Page:The Rhind Mathematical Papyrus, Volume I.pdf/132

These are problems, about the feed for fattening geese. First the author determines that it takes 100 hekat to feed 10 fattening geese for 40 days. Then he asks how much grain is required to produce in grinding 100 hekat.

He begins by mentioning two kinds of grain. The first appears to be spelt. The second is wheat. Adding to 100 hekat ²⁄₃ of 100 hekat, which would make 166 ²⁄₃ hekat, he says that this is the amount of spelt that has to be ground to produce 100 hekat of meal. Then he simply takes ²⁄₃ of 100 hekat, namely, 66²⁄₃ hekat, and says that this is the amount of wheat that would be required. In the next line he takes ¹⁄₁₀ of the latter quantity, says that this is the amount to be taken away, and subtracts it from 100 hekat, presenting the remainder as the solution of the problem. In other words, whatever the two lines about spelt and wheat may mean, we may suppose that grinding increases the bulk of the grain (wheat perhaps), and that the amount required to produce 100 hekat of meal was to be determined by taking away from 100 hekat of grain ¹⁄₁₀ of ¹⁄₂ of it. This may have been a rule that had been established by experiment and was well-known, or the author may have made up an empirical rule to determine somewhat roughly the smaller amount of grain that he knew would be sufficient to make a given amount of meal. See notes to Problem 53, page 94.

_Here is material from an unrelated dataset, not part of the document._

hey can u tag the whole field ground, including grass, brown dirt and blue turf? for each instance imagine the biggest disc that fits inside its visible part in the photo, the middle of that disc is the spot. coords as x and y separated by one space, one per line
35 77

In Problem 82B, which Eisenlohr included in the previous problem, we have a similar series of calculations for geese, assuming this time that it takes just half as much to fatten them. All the numbers are half as large as in Problem 82, and so all of the steps are omitted and only the last line is given.

The quantities in these solutions are expressed in the form which uses the "Horus eye" fractions of a hekat, and for larger quantities writes the number of times 100 hekat, and writes 50 hekat and 25 hekat as ¹⁄₂ and ¹⁄₄ of 100 hekat. See the notes to Problem 76, page 111, and Introduction, pages 31-32. In this notation ²⁄₃ of 100 hekat, or 66 ²⁄₃ hekat would be written as ¹⁄₂ of 100 hekat 16¹⁄₂¹⁄₈¹⁄₃₂ hekat 3¹⁄₃ro, and this is the way in which the author writes it first, in the expression for 1+²⁄₃ times 100 hekat, but in the next expression he writes ¹⁄₃, and then for the other third just a half of these numbers. I am inclined to think that the ¹⁄₃ was a little irregular, and that the scribe became confused in trying to write down ²⁄₃. ¹⁄₁₀ of ²⁄₃ of 100 hekat, or 6+²⁄₃ hekat is written correctly in the papyrus. 6+²⁄₃ from 100 leaves 93+²⁄₃, and 93+¹⁄₃ hekat reduces without difficulty to the expression given. We can perform these various operations directly with the forms used by the Egyptian.

We may notice that we have in this problem the double hekat and its parts with the double ro. The double hekat is also mentioned in Problem 84. See Introduction, page 32.